“They were nothing like they are now. They had so much growing to do.”
“Could you even climb them?”
I love that there is still a hint of little girl in her voice.
“Nope. Right about the time you came around and got big enough, they became climbing trees.”
The trees and our family grew side by side. First Samuel, then Kate. By the time William came and left us so quickly, the crowns had begun to swell with snowy blossoms in the spring and leathery, merlot leaves in the fall. In the winter they were barren. But even then, with the branches’ spindly fingers intertwining across the drive, we had our canopy.
Five years from now, this tree in which she is staked out will no longer matter. Her devotion will be focused elsewhere. School. Sports. Boys. Still, I understand my daughter’s disappointment. I know what it’s like to watch the treetops splinter and fall, breaking down, limb by limb, year after year. Each time, we haul the ruins into the woods and convince ourselves the damage won’t be the end of our canopy.
“Why do we have to do it?” she asks, pleading. “Why do we have to cut them down?” Her notebook falls from the tree like a piece of rotten fruit. “I’ll never forgive you.” The words tumble from her lips, making her sound more like a teenager than a nine-year-old. My breath catches in my throat.
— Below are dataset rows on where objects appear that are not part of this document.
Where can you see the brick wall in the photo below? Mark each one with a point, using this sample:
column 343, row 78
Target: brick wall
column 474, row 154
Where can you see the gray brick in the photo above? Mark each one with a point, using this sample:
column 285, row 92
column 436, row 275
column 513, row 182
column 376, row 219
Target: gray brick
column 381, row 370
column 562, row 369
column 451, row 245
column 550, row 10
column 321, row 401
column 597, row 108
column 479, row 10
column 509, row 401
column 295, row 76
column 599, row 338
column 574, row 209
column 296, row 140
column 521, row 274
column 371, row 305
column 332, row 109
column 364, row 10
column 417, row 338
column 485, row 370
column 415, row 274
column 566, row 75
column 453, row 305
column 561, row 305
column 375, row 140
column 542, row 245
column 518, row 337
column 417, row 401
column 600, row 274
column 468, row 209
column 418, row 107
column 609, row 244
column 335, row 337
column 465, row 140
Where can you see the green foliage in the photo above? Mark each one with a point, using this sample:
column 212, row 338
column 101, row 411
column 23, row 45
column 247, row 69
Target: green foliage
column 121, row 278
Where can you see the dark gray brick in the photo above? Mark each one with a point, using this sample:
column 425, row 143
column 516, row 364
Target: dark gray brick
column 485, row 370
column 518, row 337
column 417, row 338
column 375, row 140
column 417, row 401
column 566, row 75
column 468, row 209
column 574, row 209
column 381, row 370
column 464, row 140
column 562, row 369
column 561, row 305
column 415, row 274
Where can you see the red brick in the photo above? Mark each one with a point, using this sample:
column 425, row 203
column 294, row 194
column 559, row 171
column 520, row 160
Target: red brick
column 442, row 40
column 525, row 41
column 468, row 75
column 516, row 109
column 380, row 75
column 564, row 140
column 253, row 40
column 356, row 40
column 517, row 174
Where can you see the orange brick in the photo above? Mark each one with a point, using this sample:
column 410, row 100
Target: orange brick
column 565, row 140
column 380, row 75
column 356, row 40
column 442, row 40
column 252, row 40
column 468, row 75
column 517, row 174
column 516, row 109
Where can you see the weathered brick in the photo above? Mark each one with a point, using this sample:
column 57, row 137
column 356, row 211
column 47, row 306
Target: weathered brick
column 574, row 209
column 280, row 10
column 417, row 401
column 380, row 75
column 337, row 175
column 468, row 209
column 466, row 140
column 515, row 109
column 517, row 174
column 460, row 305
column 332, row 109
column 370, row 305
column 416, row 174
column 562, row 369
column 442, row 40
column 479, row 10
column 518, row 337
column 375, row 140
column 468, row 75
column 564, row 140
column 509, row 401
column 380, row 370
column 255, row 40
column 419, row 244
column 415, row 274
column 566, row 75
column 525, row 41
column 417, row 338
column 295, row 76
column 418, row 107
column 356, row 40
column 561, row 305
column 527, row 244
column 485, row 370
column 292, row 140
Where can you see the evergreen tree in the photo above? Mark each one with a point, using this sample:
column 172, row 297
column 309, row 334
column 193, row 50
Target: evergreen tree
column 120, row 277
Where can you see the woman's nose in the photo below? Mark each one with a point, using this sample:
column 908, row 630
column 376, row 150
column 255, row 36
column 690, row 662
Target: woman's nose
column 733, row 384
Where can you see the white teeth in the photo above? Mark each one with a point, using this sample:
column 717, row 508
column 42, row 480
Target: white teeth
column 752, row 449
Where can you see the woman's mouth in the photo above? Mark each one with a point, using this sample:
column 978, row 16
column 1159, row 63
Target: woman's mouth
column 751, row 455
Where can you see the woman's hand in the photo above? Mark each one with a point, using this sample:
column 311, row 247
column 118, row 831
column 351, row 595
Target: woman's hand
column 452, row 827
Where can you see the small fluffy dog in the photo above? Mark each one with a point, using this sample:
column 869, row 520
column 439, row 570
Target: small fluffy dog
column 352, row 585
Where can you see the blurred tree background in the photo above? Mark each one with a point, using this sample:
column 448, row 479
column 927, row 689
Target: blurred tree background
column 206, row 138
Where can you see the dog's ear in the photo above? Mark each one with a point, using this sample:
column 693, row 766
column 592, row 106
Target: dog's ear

Kids have the luxury of going too far with their words. Last night, during my argument with Bryan, I pressed my lips together to keep from saying what I knew I would regret come sunrise. The words craved freedom, but oxygen would’ve fueled them; they would’ve engulfed us.
Now, I sit down in the mulch bed, finding a comfortable notch in the tree, and lean back. At first, Bryan appears to be looking in my direction, but I realize that his gaze is not on me but through me to his first victim, the pear tree near the mailbox.
If my daughter were not nine but nineteen or twenty-nine, I might tell her now what is weighing on my mind. If I thought she would listen and understand without having to live through it herself, I might share with her the truth: Love is a burden you must be willing to carry. Every day, you must be willing to do the lifting.
Bryan hands his safety glasses and a pair of work gloves to Sam. They head our way, Bryan with the saw, Sam carrying the large orange case and his camera. He wants to record the timbering trees, edit the footage, and enter the video into a filmmaking contest. Sometimes I think that the passion our marriage has lost has simply passed on to our children, as if there is only so much to go around and they must be fed first. We take whatever scraps are left.
I raise a finger, asking Bryan and Sam to wait a moment.
Standing up, I grab hold of my daughter’s ankle and stroke the curve of her bone with my thumb. She doesn’t try to shake me away.
“You will forgive us,” I tell her. “Because we’re family, Birdie. You can’t have a family without forgiveness.” I look around the yard for an appropriate analogy. Her turquoise bike leans against the fence, a stuffed giraffe dangling from the basket. “It’s like a bike with no wheels,” I say. “Without it, we can’t move forward.”
I reach for her hand. “Come on now. Let me help you down. These limbs aren’t as strong as they used to be.”
“Humph.” She breathes out her willfulness. A blue marker dives to the grass like a dart, followed by a red, then a yellow and a green. Her arms, now free, tighten around the tree. “Daddy will have to chop me down with it.”